This page presents the emotion-related vocabulary of Finnic runosongs (regilaulud), discovered through semantic parallelism detection. In runosong tradition, consecutive verses repeat the same syntactic structure with semantically related words substituting for each other — the substitution test exploits this formulaic structure to discover words that share meaning.
E = core emotion word (e.g., rõõm ‘joy’). M = derivation of an emotion word (e.g., rõõmustama ‘to rejoice’). A = dialect variant or lemmatization error merged to its correct family (e.g., reem → rõõm). J = contextually related but not an emotion itself (e.g., laul ‘song’, süda ‘heart’).
Each family page includes translation cognates — Estonian lemmas from the runosong corpus that share English translations with the family’s members. The RunoVerse lexicon (242K glosses, 1.5M mappings from DeepSeek AI translations) is inverted to build per-lemma gloss profiles.
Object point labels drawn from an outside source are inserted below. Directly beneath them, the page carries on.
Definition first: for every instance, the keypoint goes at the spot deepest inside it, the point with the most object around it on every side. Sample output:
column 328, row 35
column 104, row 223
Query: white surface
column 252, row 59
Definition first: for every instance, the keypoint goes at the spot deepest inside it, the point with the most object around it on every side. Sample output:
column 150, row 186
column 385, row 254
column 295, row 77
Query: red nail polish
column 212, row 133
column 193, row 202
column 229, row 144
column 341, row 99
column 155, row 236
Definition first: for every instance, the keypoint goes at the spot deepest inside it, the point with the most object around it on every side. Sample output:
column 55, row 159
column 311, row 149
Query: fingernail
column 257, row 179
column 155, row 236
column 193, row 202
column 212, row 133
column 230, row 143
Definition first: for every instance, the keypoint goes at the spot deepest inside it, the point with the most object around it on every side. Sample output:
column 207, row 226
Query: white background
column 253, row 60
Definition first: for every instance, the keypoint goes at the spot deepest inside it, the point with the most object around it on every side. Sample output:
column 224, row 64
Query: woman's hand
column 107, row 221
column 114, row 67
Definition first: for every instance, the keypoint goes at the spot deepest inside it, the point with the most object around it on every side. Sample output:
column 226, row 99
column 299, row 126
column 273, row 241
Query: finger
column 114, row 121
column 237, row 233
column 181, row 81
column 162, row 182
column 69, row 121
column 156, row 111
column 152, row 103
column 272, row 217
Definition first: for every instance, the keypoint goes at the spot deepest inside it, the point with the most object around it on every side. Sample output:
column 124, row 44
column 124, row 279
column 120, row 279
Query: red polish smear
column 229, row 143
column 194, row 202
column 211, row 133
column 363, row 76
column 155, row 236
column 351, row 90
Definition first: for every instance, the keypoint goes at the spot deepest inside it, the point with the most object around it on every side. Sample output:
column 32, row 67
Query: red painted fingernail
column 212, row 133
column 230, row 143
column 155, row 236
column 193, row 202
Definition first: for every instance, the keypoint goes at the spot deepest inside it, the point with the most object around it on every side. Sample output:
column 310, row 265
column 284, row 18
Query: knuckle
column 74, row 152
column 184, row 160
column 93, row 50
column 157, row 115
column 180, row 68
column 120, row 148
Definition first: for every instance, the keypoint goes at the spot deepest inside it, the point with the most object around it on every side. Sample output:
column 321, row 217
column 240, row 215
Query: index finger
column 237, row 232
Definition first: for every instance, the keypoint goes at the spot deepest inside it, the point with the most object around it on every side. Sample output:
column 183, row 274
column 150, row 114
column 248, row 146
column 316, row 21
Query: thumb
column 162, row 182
For each family, lemmas whose translation profiles overlap with the family’s are scored using an IDF-weighted overlap coefficient: common glosses (‘to’, ‘little’) are downweighted via idf = log(1 + N/(1 + df)), while specific glosses (‘contempt’, ‘mock’) count more. Candidates require ≥2 shared glosses and a minimum IDF sum. This discovers semantically related words that the substitution test may have missed.
Corpus: Estonian and Finnish runosong collections (7.3M + 7.4M tokens, 451K + 701K unique forms). BERT embeddings fine-tuned on runosong texts (190K words × 768 dimensions). Translations from the RunoVerse lexicon (DeepSeek AI translations, 1.36M entries).
Emotional Geography Explorer — maps the geographic distribution of emotion vocabulary across collection parishes, showing how different emotions cluster in different regions of the runosong tradition.
Note: This vocabulary is computationally derived and AI-reviewed. It is intended as a research tool, not a definitive classification. Dialectal and archaic Estonian (13th–19th century) presents inherent lemmatization challenges.